Selina Coleman from Bicester, Oxfordshire, whose daughter Zara was diagnosed with type 1 diabetes aged 13 months, welcomed the studies.
Mrs Coleman, 47, was advised to take Zara to A&E at the John Radcliffe Hospital by her GP in June 2007 because she was feeling unwell.
She said: “She was drinking excessively, she was very unhappy, and she was losing a lot of weight. A lot of the symptoms she was displaying were typical of diabetes so I rang the doctor who told us to go straight to A&E.”
The mother-of-two said: “She ended up in the high dependency unit at the John Radcliffe Hospital for three days and she was just a sea of pipes and leads and cables laying in a bed. It was a very challenging time.
“When you have a child you expect everything to run smoothly, so to be delivered the news that she was diagnosed with an incurable condition was a big blow and I was very upset at the time.
“You read about more and more children being diagnosed with type 1 diabetes, so it’s vital for this research to go ahead.”
Zara uses a portable pump to deliver insulin through a tube placed under the skin to control her diabetes.
Zara, now 12, said: “I can’t just eat what I want, I have to weigh up my food and work out how much insulin I need. I’ve got to always be focusing on it and have my attention on it. When I’m ill I usually feel a lot more ill than others and there are times where I’ve had to go into hospital because of it.
“Research into preventing diabetes sounds really amazing. For someone to have that chance to live without it and have that freedom would be great.”
The studies are part of the Global Platform for the Prevention of Autoimmune Diabetes (GPPAD) in which the Oxford University group represents the UK. The group receives funding and support from the National Institute for Health Research (NIHR) (see notes to editors), the type 1 diabetes charity JDRF and the Wellcome Trust.
Dr Manu Vatish, Consultant in Obstetrics at Oxford University Hospitals and Chief Investigator for INGR1D, said: “Newborn screening has been very effective in detecting a number of rare conditions such as phenylketonuria, sickle cell disease and cystic fibrosis as well as inherited metabolic diseases. Knowing that there is an increased risk of type 1 diabetes can help us to identify babies that might ultimately benefit from the POInT trial.”

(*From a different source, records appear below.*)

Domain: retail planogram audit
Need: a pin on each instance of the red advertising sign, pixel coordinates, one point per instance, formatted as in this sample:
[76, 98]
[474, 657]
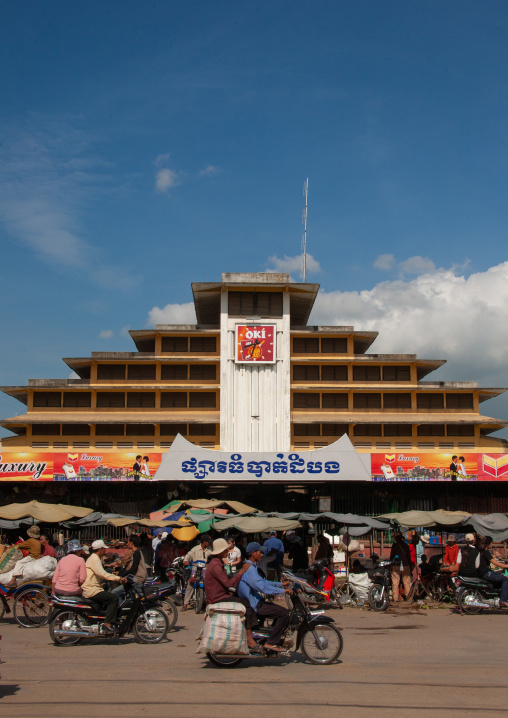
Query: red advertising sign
[26, 466]
[255, 344]
[96, 465]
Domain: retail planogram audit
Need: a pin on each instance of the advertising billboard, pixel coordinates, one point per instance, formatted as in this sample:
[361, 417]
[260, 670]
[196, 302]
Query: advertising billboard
[255, 344]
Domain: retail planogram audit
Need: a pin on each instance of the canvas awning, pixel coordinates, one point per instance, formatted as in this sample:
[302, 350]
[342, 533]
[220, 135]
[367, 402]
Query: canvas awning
[427, 519]
[257, 524]
[47, 513]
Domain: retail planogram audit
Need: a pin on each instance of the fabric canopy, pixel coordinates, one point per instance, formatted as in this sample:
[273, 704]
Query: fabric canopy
[48, 513]
[495, 525]
[342, 519]
[209, 504]
[256, 524]
[427, 519]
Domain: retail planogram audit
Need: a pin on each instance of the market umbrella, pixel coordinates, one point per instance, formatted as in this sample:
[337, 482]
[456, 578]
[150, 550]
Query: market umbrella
[427, 519]
[48, 513]
[257, 524]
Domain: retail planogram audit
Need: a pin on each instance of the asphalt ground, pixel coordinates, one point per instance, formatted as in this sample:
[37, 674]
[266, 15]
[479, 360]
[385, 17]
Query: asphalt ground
[403, 662]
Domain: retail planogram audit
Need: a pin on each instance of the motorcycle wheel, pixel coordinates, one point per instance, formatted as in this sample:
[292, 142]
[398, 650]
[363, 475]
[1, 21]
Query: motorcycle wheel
[32, 608]
[464, 601]
[200, 600]
[153, 632]
[171, 612]
[330, 648]
[57, 622]
[378, 600]
[222, 661]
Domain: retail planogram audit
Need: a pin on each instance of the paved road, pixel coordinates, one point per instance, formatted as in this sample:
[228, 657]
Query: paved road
[401, 663]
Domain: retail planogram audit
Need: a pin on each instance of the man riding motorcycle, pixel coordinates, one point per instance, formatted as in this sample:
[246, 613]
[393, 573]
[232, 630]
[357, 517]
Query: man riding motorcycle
[252, 585]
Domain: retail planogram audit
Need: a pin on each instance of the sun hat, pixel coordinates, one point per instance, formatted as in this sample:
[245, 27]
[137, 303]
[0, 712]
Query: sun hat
[255, 546]
[73, 545]
[218, 546]
[98, 544]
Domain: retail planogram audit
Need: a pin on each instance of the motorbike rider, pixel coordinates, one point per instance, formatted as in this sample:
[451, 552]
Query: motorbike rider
[92, 586]
[70, 571]
[484, 571]
[253, 585]
[218, 585]
[200, 552]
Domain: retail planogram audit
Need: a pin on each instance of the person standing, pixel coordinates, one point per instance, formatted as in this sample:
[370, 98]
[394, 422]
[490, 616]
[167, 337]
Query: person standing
[200, 552]
[70, 571]
[92, 586]
[136, 469]
[47, 548]
[401, 557]
[485, 572]
[275, 544]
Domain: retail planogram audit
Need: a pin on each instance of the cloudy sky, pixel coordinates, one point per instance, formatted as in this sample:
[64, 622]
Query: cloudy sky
[146, 146]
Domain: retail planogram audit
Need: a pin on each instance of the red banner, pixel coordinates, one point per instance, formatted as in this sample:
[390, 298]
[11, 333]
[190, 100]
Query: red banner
[255, 344]
[26, 466]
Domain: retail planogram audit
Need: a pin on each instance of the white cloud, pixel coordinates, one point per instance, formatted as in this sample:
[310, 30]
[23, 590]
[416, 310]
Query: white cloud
[293, 264]
[440, 315]
[172, 314]
[384, 261]
[165, 179]
[417, 265]
[161, 159]
[210, 170]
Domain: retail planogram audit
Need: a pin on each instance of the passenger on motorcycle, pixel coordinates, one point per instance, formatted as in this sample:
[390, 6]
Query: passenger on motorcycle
[92, 586]
[252, 586]
[486, 559]
[218, 585]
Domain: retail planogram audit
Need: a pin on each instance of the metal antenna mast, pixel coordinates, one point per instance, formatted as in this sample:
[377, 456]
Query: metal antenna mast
[304, 220]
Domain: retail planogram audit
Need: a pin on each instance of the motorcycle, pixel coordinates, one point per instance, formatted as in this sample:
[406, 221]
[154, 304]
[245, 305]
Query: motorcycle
[313, 632]
[317, 583]
[475, 595]
[75, 618]
[160, 592]
[381, 578]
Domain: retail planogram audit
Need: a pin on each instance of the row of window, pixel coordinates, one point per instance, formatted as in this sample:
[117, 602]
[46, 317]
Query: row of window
[383, 430]
[124, 429]
[387, 400]
[133, 372]
[366, 373]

Dr Matthew Snape, Paediatric Consultant at OUH and Chief Investigator for POInT, said: “POInT is the first ever study aimed at primary prevention of type 1 diabetes, and in its approach represents an enormous breakthrough. Type 1 diabetes is a common, lifelong and challenging illness; preventing children and their families from having to live with diabetes and its threat of complications such as blindness, kidney or heart disease would be fantastic.”